2. Description of the Prior Art
The 802.11, 802.16 and HyperLAN/2 wireless networks use OFDM (Orthogonal Frequency Division Multiplexing) waveforms. FIG. 1 shows sub-carriers of a classic OFDM modem. These types of modulation entail the simultaneous sending of several symbols on orthogonal sub-carriers and they form part of parallel modems.
The utility of these OFDM modems is that demodulation can be done in a simple manner. In general, at transmission, a cyclical prefix (FIG. 2) is introduced in order to preserve the orthogonality of the sub-carriers at reception. At reception, this cyclical prefix is removed from the signal, and then a Fourier transform is carried out on the OFDM symbols. Should the length of the channel be smaller than the length of a cyclical prefix, the symbols may be demodulated without any inter-symbol interference, or interference between the sub-carriers after the channel has been estimated. Other forms of parallel modems exist, for example modems using filtered OFDM waveforms and MC-CDMA waveforms.
Classically, a multiple transmission context entails the use of receivers which, in a first step, process the spatial domain, a spatial filtering operation being performed in order to separate the users. Then, in a second step, a classic single-transmitter processing operation is performed. These techniques are known in the case of CDMA (Code Division Multiple Access) transmission.
FIG. 3 shows a structure used to increase the number of transmitters Ei sending simultaneously and thus to increase the capacity of the transmission system. In order to accurately demodulate the symbols transmitted, it is generally necessary to use at least as many reception antennas Ar as transmission antennas.
Should the transmitters share the same transmission systems, for example the local oscillators, the symbols sent are estimated, for example, by separately processing the different sub-carriers because the orthogonality between the sub-carriers is kept. FIG. 4 shows the preservation of orthogonality in a multiple-sending context for a sub-carrier.
In this case, it is possible to estimate the symbols transmitted by using joint demodulation techniques. On each sub-carrier n, the signal observed in the case of linear modulations is expressed by the following relationship:yn=Hnan+bn  (1)where Hn is the matrix Nc×Nu containing the coefficients of the propagation channel for the sub-carrier n, where Nc is the number of sensors and Nu is the number of users making simultaneous transmission. The Nu×1 vector an contains the Nu symbols of the sub-carrier n of the different users. Finally the Nc×1 vector bn contains the samples of the noise for the different reception centers for the sub-carrier n.

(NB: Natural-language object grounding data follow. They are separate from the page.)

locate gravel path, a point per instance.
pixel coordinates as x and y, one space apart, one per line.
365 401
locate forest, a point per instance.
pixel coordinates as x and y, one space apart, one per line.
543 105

Using the model of the signal received from the equation (1), several detectors can be used to estimate the symbols sent. For example, the method uses techniques of joint frequency detection such as the MLSE (Maximum Likelihood Sequence Detection) technique, the MMSE (Minimum Mean Square Error) technique and the DFE (Decision Feedback Equalization) family of techniques. These receivers are classically used for CDMA (Code Division Multiple Access) transmission.
While these techniques perform well, they are not suited to more complex systems, for example, when the transmitters do not share the same oscillator. A frequency offset between the transmitters may then appear and compromise the orthogonality between the sub-carriers.